The euro slid against the dollar, while bonds and stocks rose after Draghi’s statement, which coincided with a rate outlook by the Bank of England after Mark Carney’s inaugural meeting as governor.
The “message, it seems, was understood by the market,” ECB Governing Council member Erkki Liikanen said on July 5.
The euro-area economy is struggling to emerge from the longest recession since the introduction of the single currency in 1999. Economists in the Bloomberg News survey predict the euro-area economy stagnated in the second quarter.
Gross domestic product will rise 0.1% in the three months through September and 0.2% in the subsequent two quarters, according to the median result in the survey. At the same time, unemployment is forecast to rise to a record 12.4% later this year.
In pledging to keep rates low, the ECB departed from a tradition of never “pre-committing” to any future monetary policy. While the ECB’s version of forward guidance differs from that of other central banks, which have tied interest-rate moves to particular economic indicators or a timeframe, it signifies a “huge, radical change” in European central banking, said Frederik Ducrozet, an economist at Credit Agricole CIB in Paris.
“It’s not just a near-term communication trick, and Draghi once again proved that he isn’t helpless,” Ducrozet said. “But it’s a bit of a risky move because he could be pushed by markets for more clarity, clarity they might be unable or unwilling to provide.”
The majority of economists surveyed doesn’t expect the ECB to develop its commitment at all, while 10 of the 50 participants predict policy makers could evolve last week’s pledge with specific targets. Five forecast the addition of a time period.
The ECB statement was “quite vague” and “this likely hasn’t been without reason,” said Duncan De Vries, an economist at NIBC Bank NV in The Hague. “Policy makers will probably prefer to keep the interest-rate pledge as vague as possible.”
Forward guidance doesn’t mean that interest rates can’t be raised in the future if inflation picks up, ECB Governing Council member Jens Weidmann said in a speech in Munich today.
The pledge doesn’t present a “shift in strategy,” he said. “It’s an attempt to explain our monetary stance in an easier, more comprehensible way so that it is understood by preferably all market participants.”
Eventually, the ECB will have to deliver on its “vague promises,” former board member Lorenzo Bini Smaghi wrote in a guest commentary today for German newspaper Handelsblatt. He predicted that “concrete steps” will be needed in the next months, which may include another rate cut, a negative deposit rate or new longer-term refinancing operations.
For Carsten Brzeski, senior economist at ING Groep NV in Brussels, “a lot will depend on the Fed.”
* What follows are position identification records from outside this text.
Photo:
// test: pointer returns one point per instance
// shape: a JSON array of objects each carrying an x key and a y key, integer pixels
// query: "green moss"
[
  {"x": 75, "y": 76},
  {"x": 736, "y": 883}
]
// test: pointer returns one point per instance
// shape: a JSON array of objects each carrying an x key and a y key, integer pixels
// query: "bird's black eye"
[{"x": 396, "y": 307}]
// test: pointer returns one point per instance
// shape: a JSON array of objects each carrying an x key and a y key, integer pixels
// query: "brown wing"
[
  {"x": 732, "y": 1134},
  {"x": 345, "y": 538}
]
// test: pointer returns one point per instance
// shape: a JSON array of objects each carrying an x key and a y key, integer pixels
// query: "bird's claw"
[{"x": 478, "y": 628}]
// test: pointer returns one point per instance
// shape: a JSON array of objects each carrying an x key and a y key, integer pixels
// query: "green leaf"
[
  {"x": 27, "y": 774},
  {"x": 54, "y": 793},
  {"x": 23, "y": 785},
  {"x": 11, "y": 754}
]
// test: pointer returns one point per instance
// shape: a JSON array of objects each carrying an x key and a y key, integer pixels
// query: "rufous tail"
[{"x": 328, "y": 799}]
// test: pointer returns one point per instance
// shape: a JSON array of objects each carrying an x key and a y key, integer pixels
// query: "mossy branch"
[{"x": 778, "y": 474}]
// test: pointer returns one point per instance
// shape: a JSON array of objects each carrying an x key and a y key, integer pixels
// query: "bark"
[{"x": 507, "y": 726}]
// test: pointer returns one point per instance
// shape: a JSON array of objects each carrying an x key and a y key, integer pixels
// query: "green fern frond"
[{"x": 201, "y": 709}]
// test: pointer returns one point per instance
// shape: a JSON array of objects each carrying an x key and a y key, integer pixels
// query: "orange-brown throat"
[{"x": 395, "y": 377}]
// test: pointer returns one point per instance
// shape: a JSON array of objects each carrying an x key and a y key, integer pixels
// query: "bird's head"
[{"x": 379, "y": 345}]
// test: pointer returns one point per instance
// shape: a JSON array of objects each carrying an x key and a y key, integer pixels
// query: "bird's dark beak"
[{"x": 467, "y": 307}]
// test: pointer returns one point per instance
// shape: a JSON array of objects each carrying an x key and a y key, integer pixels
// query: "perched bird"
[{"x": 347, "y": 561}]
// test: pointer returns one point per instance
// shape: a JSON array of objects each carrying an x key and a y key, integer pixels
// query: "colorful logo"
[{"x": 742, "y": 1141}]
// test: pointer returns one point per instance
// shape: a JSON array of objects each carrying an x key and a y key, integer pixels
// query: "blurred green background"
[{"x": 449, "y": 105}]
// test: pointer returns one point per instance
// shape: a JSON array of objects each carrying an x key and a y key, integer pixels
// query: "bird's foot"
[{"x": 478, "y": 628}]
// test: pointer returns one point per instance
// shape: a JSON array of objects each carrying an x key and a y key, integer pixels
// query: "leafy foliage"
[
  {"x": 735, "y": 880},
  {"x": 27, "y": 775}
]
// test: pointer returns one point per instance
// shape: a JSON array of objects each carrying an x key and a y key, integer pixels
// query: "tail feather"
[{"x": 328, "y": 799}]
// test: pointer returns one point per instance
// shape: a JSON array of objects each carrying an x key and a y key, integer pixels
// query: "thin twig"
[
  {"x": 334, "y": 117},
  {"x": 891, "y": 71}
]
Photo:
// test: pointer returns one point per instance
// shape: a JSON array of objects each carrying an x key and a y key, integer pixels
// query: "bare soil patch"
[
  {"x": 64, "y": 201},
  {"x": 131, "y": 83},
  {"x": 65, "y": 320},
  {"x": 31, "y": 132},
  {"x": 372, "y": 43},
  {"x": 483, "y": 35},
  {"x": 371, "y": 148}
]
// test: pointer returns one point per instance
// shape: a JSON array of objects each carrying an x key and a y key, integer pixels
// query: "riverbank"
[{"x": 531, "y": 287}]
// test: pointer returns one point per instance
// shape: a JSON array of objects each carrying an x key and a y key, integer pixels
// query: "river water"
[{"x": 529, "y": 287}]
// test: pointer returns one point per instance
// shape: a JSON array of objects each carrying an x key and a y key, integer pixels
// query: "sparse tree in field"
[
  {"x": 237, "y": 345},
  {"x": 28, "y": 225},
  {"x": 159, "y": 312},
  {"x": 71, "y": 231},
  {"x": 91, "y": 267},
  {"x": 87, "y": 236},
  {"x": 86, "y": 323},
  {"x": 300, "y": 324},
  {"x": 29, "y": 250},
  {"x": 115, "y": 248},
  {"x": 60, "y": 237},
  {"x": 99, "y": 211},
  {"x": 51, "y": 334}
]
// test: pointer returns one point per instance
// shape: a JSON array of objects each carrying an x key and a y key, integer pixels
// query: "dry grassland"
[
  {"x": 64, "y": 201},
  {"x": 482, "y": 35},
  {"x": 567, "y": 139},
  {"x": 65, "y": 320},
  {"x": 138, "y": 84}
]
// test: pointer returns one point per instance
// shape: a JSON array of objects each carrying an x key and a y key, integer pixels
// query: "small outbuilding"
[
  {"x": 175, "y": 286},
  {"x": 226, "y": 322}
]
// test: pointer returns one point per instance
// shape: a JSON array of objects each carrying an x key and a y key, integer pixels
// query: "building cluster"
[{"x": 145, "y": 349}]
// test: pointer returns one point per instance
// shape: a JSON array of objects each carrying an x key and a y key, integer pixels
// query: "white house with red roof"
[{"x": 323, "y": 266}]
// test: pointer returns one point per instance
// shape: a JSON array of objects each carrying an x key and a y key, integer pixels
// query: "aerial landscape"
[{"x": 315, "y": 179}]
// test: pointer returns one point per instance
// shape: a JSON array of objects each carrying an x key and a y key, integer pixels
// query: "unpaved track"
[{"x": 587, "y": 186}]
“If Fed tapering starts toward the end of the year and U.S. yields continue to increase, the euro-zone periphery will suffer from increasing peripheral bond yields,” he said. In that case, “the ECB might be forced to increase its forward guidance by more specific targets.”
Draghi will repeat the phrase in his decision statements for at least six months, according to 38 of 43 economists in the survey. Of those, 15 respondents predict the commitment will remain part of his monthly remarks for more than a year.